Hükümet o gün bugündür bu iddianın doğruluktan uzak ve gerçeğin farklı olduğunu anlatmaya çalışıyor...
Neden ‘özel yetkili’ mahkemeler değil de hükümet bu aydınlatma işini üstlendi? Yetkili olan sorumludur da ve eleştiri varsa göğüslemek yetki sahibine düşer...
Tutuklamalar hükümeti zor durumda bıraktı; sebep bu. Dönüm noktası sonrasında yazılanlarla farklı bir Türkiye tablosu çıktı ortaya; özgürlüklerin olmadığı, muhalif gazeteciler ile aydınların cezaevlerine tıkıldığı bir Türkiye tablosu... Basın özgürlüğü skalasında diktatörlüklerden daha kötü durumda yer almaya başladı Türkiye. Farklı sebeplerle meydana gelen gazeteyle ilişki kesmeler bile, bir vücut çalımıyla, hükümete fatura edildi.
Yetkisi ‘özel’ mi özel mahkemeler bu görüntüye aldırmadılar. Cumhurbaşkanı Abdullah Gül’ün defalarca uyarmasına, hükümetin etkili isimlerinin “Yeter artık” demelerine rağmen... Bağımsız yargı ‘özel yetki’yi söylenenlere kulak asmamak olarak yorumladı.

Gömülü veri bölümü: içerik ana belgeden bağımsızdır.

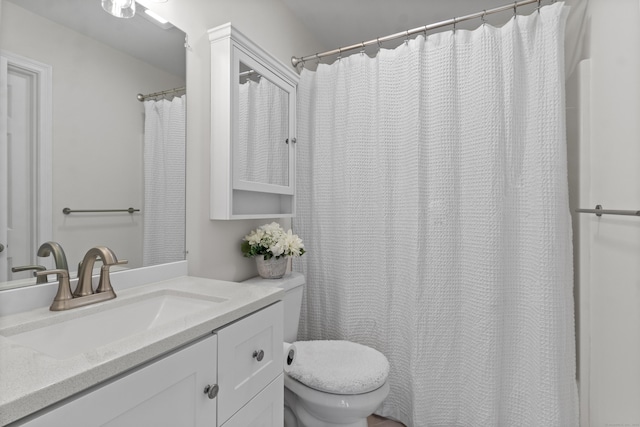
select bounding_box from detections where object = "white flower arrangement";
[242,222,305,260]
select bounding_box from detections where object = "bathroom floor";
[367,415,404,427]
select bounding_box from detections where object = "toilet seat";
[288,341,389,395]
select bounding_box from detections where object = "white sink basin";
[3,293,225,359]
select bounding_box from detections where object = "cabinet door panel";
[222,374,284,427]
[218,302,283,423]
[19,335,217,427]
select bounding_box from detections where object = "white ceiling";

İki gazetecinin tutukluluk hallerinin sona erdirilmesi bu durumun değişmeye başladığına işaret ediyorsa sevinebiliriz. ‘Adalet’ millet adına yerine getirilen bir görevdir ve mahkemeler yetkilerine uygun bir sorumluluk anlayışıyla saygınlık kazanırlar.
Çağdaş demokrasilerde, devletin terörle ve sisteme müdahale edenlerle başa çıkarken temel hak ve özgürlükleri çiğnemesine iyi gözle bakılmaz. Elinde silâh tutanla kalem tutanı aynı kefeye koymaz demokrasiler...
Bir çiçekle bahar gelmiş olmaz, ama yine de umutlar yeşerir.